Il canale con il ROI più alto del digital marketing — se sai farlo bene.

Perché l'email marketing funziona ancora

Nonostante l'ascesa dei social media, l'email rimane il canale con il ROI più alto nel digital marketing: mediamente 36€ di ritorno per ogni euro investito. La ragione è semplice: chi è in lista ha già espresso interesse, e l'email arriva in uno spazio privato senza dover competere con un algoritmo.

I fattori che determinano l'open rate

  • Oggetto email: è il fattore più importante — deve creare curiosità o promettere valore immediato
  • Preview text: i 40-90 caratteri visibili dopo l'oggetto nella casella di posta
  • Mittente: le email con nome personale hanno open rate più alto di quelle con nome azienda
  • Orario di invio: testare martedì/giovedì mattina come punto di partenza
  • Segmentazione: email rilevanti per il segmento hanno open rate 2-3x superiore

Come scrivere oggetti email che vengono aperti

Gli oggetti più efficaci sono: brevi (sotto 50 caratteri), specifici (promettono qualcosa di preciso), personali (usano il nome del destinatario), o curiosità-gap (lasciano una domanda aperta). Evita: MAIUSCOLO, troppi punti esclamativi, parole spam come 'gratis' o 'offerta imperdibile'.

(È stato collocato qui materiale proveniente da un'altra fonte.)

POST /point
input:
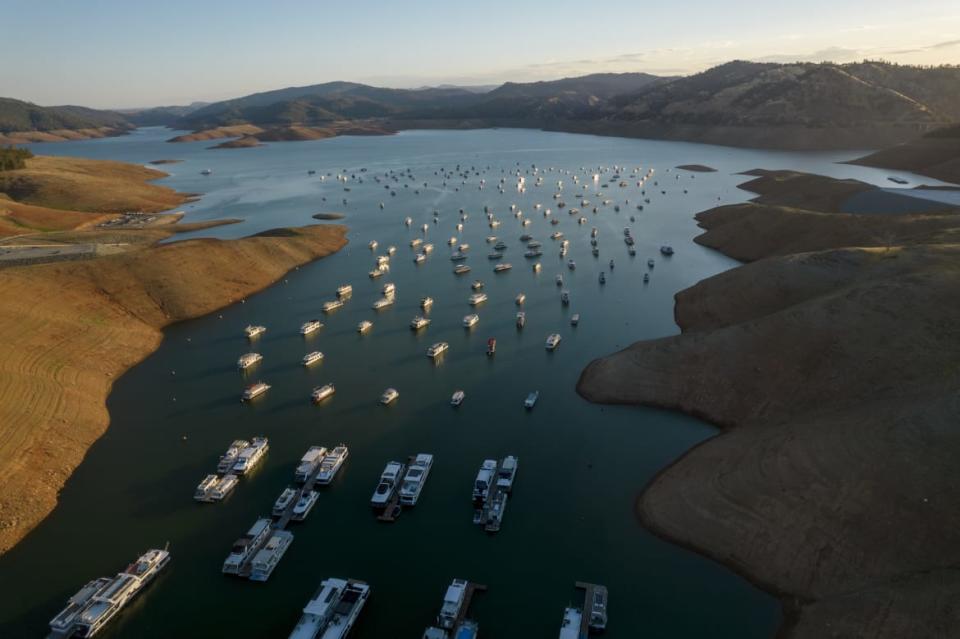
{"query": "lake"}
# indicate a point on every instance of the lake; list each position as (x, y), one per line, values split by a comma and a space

La pulizia della lista: perché è fondamentale

Una lista con molti inattivi abbassa il tasso di consegna (deliverability) di tutte le email. Ogni 3-6 mesi esegui una campagna di re-engagement sugli inattivi: chi non risponde va rimosso. Una lista più piccola ma pulita performa meglio di una lista grande con molti inattivi.